Periset dari Virginia Tech mempelajari kebiasaan 108 karyawan yang bekerja selama 30 jam per minggu, 138 pasangan, dan 105 manager.

Mereka menemukan bahwa orang yang selalu terhubung, yakni memeriksa, membaca, dan membalas surat elektronik saat akhir pekan memiliki anggota keluarga yang selalu merasa cemas sekaligus khawatir.

Hal yang demikian pada akhirnya bisa merusak hubungan sosial antara Anda dan anggota keluarga di rumah.

Banyak agenda

Pada uraian di atas disebutkan bahwa bangun siang selama akhir pekan bisa berakibat tidak baik. Namun, tak berarti Anda harus bangun superpagi untuk menikmati waktu dengan agenda yang padat dari siang sampai malam.
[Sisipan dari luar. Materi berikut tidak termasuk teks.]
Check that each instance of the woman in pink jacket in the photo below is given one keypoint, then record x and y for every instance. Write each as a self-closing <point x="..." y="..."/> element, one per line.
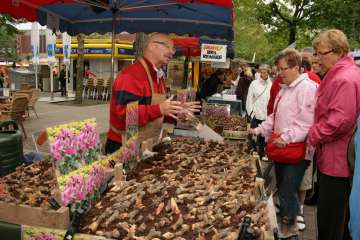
<point x="336" y="111"/>
<point x="293" y="116"/>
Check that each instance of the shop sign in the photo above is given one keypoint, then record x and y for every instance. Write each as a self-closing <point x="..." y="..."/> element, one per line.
<point x="96" y="51"/>
<point x="213" y="52"/>
<point x="225" y="65"/>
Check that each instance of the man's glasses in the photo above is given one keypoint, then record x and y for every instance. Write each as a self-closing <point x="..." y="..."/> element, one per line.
<point x="321" y="54"/>
<point x="283" y="69"/>
<point x="166" y="45"/>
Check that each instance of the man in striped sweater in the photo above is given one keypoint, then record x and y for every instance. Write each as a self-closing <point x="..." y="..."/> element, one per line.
<point x="134" y="84"/>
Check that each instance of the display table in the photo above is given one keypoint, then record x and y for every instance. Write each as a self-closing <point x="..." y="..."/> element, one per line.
<point x="235" y="104"/>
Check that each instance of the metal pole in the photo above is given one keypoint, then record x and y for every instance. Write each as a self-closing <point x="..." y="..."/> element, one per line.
<point x="36" y="77"/>
<point x="51" y="83"/>
<point x="67" y="80"/>
<point x="114" y="11"/>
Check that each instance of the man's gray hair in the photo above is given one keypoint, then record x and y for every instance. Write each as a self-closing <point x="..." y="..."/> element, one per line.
<point x="264" y="67"/>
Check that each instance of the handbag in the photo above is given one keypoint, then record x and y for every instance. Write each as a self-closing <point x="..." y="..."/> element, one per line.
<point x="292" y="153"/>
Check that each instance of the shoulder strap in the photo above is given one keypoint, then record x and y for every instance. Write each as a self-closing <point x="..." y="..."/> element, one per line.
<point x="275" y="109"/>
<point x="149" y="78"/>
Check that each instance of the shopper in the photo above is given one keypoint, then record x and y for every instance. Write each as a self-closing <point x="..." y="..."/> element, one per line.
<point x="62" y="80"/>
<point x="336" y="111"/>
<point x="256" y="105"/>
<point x="212" y="84"/>
<point x="246" y="77"/>
<point x="139" y="82"/>
<point x="292" y="118"/>
<point x="88" y="73"/>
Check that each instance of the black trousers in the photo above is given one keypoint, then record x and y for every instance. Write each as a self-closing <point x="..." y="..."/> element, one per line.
<point x="333" y="208"/>
<point x="111" y="146"/>
<point x="259" y="145"/>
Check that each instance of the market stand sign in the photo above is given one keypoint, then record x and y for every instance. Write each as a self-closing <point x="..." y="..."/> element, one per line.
<point x="75" y="149"/>
<point x="213" y="53"/>
<point x="40" y="233"/>
<point x="132" y="145"/>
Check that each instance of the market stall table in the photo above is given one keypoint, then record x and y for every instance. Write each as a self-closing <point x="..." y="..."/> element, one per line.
<point x="235" y="104"/>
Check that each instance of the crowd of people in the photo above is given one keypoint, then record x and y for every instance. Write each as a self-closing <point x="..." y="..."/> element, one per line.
<point x="319" y="114"/>
<point x="310" y="97"/>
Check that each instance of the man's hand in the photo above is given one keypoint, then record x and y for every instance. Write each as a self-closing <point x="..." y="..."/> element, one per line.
<point x="279" y="142"/>
<point x="192" y="106"/>
<point x="171" y="108"/>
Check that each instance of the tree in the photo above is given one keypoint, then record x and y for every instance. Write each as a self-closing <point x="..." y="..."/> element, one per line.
<point x="8" y="35"/>
<point x="343" y="15"/>
<point x="288" y="15"/>
<point x="249" y="34"/>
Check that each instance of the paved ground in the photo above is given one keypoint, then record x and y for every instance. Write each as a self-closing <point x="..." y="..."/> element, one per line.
<point x="51" y="114"/>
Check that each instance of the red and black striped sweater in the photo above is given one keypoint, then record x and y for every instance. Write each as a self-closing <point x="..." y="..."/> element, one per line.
<point x="130" y="85"/>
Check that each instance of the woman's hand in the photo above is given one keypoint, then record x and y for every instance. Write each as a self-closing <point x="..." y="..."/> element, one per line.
<point x="279" y="142"/>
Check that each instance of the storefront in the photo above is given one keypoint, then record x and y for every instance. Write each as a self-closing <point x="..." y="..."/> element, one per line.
<point x="97" y="55"/>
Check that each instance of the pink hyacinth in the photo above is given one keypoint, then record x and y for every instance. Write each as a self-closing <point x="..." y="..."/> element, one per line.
<point x="88" y="137"/>
<point x="75" y="190"/>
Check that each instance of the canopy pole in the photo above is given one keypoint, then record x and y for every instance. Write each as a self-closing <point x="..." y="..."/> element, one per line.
<point x="67" y="80"/>
<point x="51" y="83"/>
<point x="36" y="77"/>
<point x="114" y="11"/>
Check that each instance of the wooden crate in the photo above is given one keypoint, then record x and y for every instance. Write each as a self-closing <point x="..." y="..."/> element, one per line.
<point x="35" y="216"/>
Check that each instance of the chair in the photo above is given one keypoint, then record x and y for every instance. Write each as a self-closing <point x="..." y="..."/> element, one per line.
<point x="33" y="100"/>
<point x="25" y="86"/>
<point x="28" y="93"/>
<point x="107" y="90"/>
<point x="85" y="82"/>
<point x="39" y="138"/>
<point x="90" y="87"/>
<point x="100" y="85"/>
<point x="17" y="111"/>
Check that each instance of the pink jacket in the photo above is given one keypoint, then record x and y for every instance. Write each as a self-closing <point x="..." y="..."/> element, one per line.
<point x="336" y="111"/>
<point x="295" y="112"/>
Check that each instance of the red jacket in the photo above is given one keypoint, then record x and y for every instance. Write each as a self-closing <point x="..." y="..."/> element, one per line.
<point x="336" y="111"/>
<point x="130" y="85"/>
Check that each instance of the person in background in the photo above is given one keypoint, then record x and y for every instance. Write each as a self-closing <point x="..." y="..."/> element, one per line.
<point x="142" y="82"/>
<point x="2" y="79"/>
<point x="273" y="73"/>
<point x="62" y="80"/>
<point x="235" y="81"/>
<point x="256" y="105"/>
<point x="88" y="73"/>
<point x="316" y="68"/>
<point x="292" y="118"/>
<point x="306" y="183"/>
<point x="307" y="58"/>
<point x="354" y="156"/>
<point x="242" y="88"/>
<point x="336" y="111"/>
<point x="211" y="85"/>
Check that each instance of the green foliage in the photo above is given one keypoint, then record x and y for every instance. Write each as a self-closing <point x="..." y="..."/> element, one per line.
<point x="8" y="34"/>
<point x="268" y="26"/>
<point x="343" y="15"/>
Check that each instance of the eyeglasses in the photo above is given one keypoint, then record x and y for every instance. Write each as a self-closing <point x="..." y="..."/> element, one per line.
<point x="166" y="45"/>
<point x="321" y="54"/>
<point x="283" y="69"/>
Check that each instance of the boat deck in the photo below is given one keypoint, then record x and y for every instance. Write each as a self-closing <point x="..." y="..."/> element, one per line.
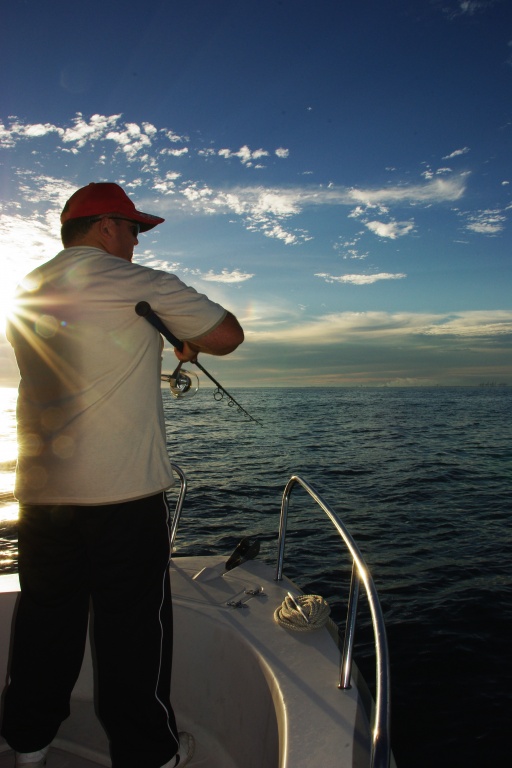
<point x="250" y="692"/>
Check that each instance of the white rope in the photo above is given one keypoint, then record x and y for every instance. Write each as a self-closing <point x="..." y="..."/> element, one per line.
<point x="314" y="607"/>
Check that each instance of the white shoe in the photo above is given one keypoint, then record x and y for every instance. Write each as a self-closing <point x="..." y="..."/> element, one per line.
<point x="31" y="759"/>
<point x="184" y="753"/>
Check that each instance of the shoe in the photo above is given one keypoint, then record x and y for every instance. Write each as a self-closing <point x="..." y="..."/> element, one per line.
<point x="31" y="759"/>
<point x="184" y="753"/>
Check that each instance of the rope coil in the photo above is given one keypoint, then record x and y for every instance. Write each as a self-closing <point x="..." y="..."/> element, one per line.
<point x="315" y="608"/>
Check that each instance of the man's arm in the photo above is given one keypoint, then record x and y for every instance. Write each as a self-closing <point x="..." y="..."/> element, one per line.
<point x="225" y="338"/>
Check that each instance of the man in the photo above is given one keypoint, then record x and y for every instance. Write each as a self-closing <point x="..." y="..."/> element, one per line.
<point x="91" y="475"/>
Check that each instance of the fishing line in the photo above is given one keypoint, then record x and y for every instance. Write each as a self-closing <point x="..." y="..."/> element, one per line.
<point x="183" y="383"/>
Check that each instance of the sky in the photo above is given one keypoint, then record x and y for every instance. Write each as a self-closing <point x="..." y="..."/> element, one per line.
<point x="336" y="173"/>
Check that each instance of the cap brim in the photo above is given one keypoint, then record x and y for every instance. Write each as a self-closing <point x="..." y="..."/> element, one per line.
<point x="146" y="220"/>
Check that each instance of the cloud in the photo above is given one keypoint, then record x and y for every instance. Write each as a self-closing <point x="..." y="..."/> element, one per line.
<point x="434" y="191"/>
<point x="488" y="222"/>
<point x="360" y="279"/>
<point x="235" y="276"/>
<point x="151" y="151"/>
<point x="244" y="154"/>
<point x="457" y="153"/>
<point x="386" y="327"/>
<point x="392" y="229"/>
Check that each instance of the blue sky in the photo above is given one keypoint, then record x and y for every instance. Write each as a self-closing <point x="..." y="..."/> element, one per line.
<point x="338" y="174"/>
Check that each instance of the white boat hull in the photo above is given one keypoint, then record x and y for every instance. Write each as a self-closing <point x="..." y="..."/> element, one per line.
<point x="254" y="695"/>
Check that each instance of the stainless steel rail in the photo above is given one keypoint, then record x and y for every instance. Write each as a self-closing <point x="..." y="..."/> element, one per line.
<point x="381" y="743"/>
<point x="179" y="504"/>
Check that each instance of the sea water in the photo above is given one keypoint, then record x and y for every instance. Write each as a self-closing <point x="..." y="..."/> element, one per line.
<point x="422" y="479"/>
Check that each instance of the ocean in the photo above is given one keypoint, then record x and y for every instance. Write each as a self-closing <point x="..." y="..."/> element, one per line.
<point x="422" y="478"/>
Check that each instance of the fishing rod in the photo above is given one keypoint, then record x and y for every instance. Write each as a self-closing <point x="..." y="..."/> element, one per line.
<point x="181" y="381"/>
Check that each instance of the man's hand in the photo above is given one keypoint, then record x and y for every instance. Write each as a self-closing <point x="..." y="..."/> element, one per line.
<point x="188" y="354"/>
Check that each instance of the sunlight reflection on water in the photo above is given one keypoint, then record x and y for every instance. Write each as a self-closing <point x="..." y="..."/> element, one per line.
<point x="8" y="453"/>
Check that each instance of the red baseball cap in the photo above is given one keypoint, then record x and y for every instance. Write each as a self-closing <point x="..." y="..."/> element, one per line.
<point x="102" y="198"/>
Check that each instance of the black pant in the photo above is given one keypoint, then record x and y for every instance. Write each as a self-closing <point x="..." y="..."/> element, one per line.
<point x="116" y="556"/>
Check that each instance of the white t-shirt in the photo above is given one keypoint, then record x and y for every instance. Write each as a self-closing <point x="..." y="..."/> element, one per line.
<point x="90" y="416"/>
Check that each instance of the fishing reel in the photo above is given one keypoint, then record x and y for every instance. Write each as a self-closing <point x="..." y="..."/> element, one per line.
<point x="182" y="383"/>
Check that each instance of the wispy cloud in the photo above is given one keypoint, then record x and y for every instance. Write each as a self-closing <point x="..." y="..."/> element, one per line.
<point x="388" y="327"/>
<point x="225" y="276"/>
<point x="487" y="222"/>
<point x="152" y="152"/>
<point x="391" y="229"/>
<point x="457" y="153"/>
<point x="360" y="279"/>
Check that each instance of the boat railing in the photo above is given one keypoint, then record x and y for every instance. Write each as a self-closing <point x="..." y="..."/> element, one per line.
<point x="179" y="503"/>
<point x="381" y="744"/>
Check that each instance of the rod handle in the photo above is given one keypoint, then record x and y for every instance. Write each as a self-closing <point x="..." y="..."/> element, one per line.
<point x="143" y="309"/>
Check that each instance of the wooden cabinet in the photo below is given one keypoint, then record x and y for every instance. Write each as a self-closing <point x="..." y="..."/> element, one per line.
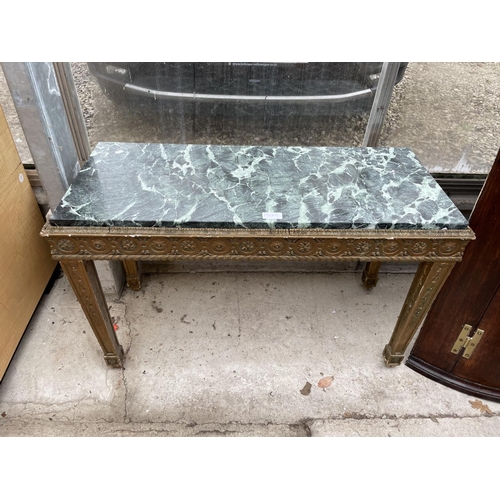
<point x="459" y="343"/>
<point x="25" y="261"/>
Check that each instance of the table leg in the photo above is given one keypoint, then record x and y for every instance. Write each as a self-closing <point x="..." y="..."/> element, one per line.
<point x="133" y="274"/>
<point x="84" y="280"/>
<point x="370" y="275"/>
<point x="428" y="280"/>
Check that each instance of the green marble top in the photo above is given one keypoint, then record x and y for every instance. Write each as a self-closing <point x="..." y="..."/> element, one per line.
<point x="255" y="187"/>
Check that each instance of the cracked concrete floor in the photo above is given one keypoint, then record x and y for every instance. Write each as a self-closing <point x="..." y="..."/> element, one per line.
<point x="227" y="354"/>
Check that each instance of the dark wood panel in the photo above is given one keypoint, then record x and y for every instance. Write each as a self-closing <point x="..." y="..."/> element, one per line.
<point x="449" y="380"/>
<point x="471" y="285"/>
<point x="483" y="367"/>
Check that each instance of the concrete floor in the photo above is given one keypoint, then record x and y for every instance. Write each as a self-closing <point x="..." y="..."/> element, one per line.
<point x="225" y="350"/>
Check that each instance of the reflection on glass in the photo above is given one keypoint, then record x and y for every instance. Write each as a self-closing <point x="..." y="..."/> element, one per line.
<point x="448" y="114"/>
<point x="324" y="104"/>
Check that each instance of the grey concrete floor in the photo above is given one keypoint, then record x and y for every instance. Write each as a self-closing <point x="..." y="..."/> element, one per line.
<point x="226" y="351"/>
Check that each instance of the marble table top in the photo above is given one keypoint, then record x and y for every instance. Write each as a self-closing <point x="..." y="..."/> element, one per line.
<point x="255" y="187"/>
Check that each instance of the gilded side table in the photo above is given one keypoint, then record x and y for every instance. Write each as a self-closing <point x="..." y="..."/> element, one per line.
<point x="138" y="202"/>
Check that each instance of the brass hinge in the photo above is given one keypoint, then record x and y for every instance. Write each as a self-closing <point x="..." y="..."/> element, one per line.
<point x="468" y="343"/>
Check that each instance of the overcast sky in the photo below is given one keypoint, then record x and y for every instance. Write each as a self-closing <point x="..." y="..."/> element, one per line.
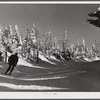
<point x="57" y="18"/>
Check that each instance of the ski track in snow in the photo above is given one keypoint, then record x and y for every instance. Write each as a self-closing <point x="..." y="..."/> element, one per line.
<point x="32" y="79"/>
<point x="28" y="87"/>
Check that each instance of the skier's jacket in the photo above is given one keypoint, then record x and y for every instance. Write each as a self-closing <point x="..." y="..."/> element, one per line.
<point x="13" y="59"/>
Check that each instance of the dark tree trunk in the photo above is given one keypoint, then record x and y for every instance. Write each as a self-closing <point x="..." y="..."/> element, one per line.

Cobalah bersantai. Biarkan pikiran Anda mengalir lebih tenang tanpa harus berpikir ingin pergi ke mana, bersama siapa, dan apa yang harus dilakukan.

Dr Isabell Moreau mengatakan pada The Independent bahwa setiap orang tidak harus selalu menjadi aktif setiap saat, meskipun saat akhir pekan.

“Kita harus membiarkan diri dan pikiran untuk tidak bekerja serta berpirkir. Utamakan kualitas daripada kuantitas. Luangkan waktu untuk beristirahat,” jelas Dr Moreau.

“Rasa bosan dan malas sesekali bisa menguntungkan. Artinya, Anda mengendalikan diri kapan harus bekerja dan kapan harus rileks,” imbuhnya.

Beristirahat, kata dia, membuat tubuh merasa lebih santai dan Anda pun jadi bisa melihat segala hal dengan lingkup persepsi yang lebih luas.

“Tubuh Anda bukan mesin pekerjaan,” pungkasnya.